8 to 10 cookies | Prep: 15 to 20 minutes | Cook: 15 to 17 minutes at 190°C
Ingredients
- 115g Half & half flour
- 70g Brown sugar
- 50g Cooked Squash (Either butternut or Hokkaido squash)
- 50g Plant milk
- 100g Melted vegan butter
- 3g Cinnamon
- 2g Baking Soda
- 1g Salt
- 100g Chocolate chips
- 50g Pecan nuts or Walnuts
Instructions
- Preheat oven to 190°C. Line a large baking sheet with parchment paper; set aside.
- Mix the plant milk and squash in your blender until smooth then set aside.
- In a bowl, combine the flour, sugar, baking soda, cinnamon and salt; whisk well to combine.
- Melt the vegan butter in a bain-marie.
- Add all wet ingredients into the dry mixture and whisk until ingredients are well combined. The batter should be a little more consistent than cake batter. Add 60g of chocolate chips and all nuts then combine with a wooden spoon or a spatula.

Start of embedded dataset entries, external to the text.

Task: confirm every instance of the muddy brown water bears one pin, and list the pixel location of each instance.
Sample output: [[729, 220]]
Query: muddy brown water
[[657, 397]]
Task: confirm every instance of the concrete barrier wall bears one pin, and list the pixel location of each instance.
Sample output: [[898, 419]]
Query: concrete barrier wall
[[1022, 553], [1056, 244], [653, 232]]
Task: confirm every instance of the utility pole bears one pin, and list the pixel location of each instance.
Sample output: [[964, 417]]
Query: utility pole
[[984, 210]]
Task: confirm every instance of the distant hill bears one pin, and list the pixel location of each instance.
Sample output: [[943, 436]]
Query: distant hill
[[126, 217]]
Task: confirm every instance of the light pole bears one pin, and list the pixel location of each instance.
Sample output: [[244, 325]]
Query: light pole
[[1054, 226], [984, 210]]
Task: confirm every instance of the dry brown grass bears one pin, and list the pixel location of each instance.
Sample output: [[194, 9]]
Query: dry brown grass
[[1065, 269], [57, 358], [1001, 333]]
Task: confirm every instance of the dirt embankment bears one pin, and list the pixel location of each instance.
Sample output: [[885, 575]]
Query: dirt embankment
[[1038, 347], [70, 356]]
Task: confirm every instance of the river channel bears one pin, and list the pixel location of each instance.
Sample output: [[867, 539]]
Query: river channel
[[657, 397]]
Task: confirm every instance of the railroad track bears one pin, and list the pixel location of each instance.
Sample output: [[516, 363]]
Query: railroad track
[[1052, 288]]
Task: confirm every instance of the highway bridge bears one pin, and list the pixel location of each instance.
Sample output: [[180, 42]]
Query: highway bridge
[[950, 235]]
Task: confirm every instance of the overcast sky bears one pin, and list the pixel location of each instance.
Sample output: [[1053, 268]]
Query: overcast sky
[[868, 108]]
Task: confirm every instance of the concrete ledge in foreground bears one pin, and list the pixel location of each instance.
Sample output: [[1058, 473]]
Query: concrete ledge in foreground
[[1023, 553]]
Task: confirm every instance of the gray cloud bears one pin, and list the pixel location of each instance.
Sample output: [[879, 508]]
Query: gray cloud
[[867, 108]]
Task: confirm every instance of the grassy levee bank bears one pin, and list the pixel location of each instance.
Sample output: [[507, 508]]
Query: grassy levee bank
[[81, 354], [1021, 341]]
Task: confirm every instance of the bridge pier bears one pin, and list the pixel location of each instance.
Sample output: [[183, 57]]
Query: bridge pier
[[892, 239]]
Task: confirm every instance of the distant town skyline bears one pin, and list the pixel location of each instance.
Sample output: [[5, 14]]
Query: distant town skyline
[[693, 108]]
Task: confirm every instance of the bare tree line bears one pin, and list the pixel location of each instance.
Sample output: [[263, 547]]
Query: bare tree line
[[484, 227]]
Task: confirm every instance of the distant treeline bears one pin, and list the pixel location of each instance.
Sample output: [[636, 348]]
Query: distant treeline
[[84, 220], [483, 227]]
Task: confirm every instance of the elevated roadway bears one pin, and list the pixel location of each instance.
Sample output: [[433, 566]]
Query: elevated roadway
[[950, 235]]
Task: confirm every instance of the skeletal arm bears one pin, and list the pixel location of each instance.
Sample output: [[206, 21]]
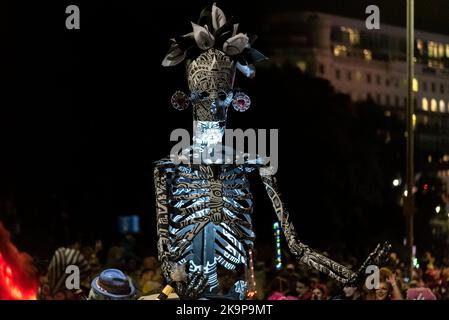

- Scoop the dough onto the prepared cookie sheet, leaving a few inches between each cookies for spreading. Bake for 15 to 17 minutes, or until the edges are golden and the centers have set. Add remaining 40g of chocolate chips on top of warm cookies.
- Cool cookies on the baking sheet for 15 minutes before transferring them to a cooling rack or plate.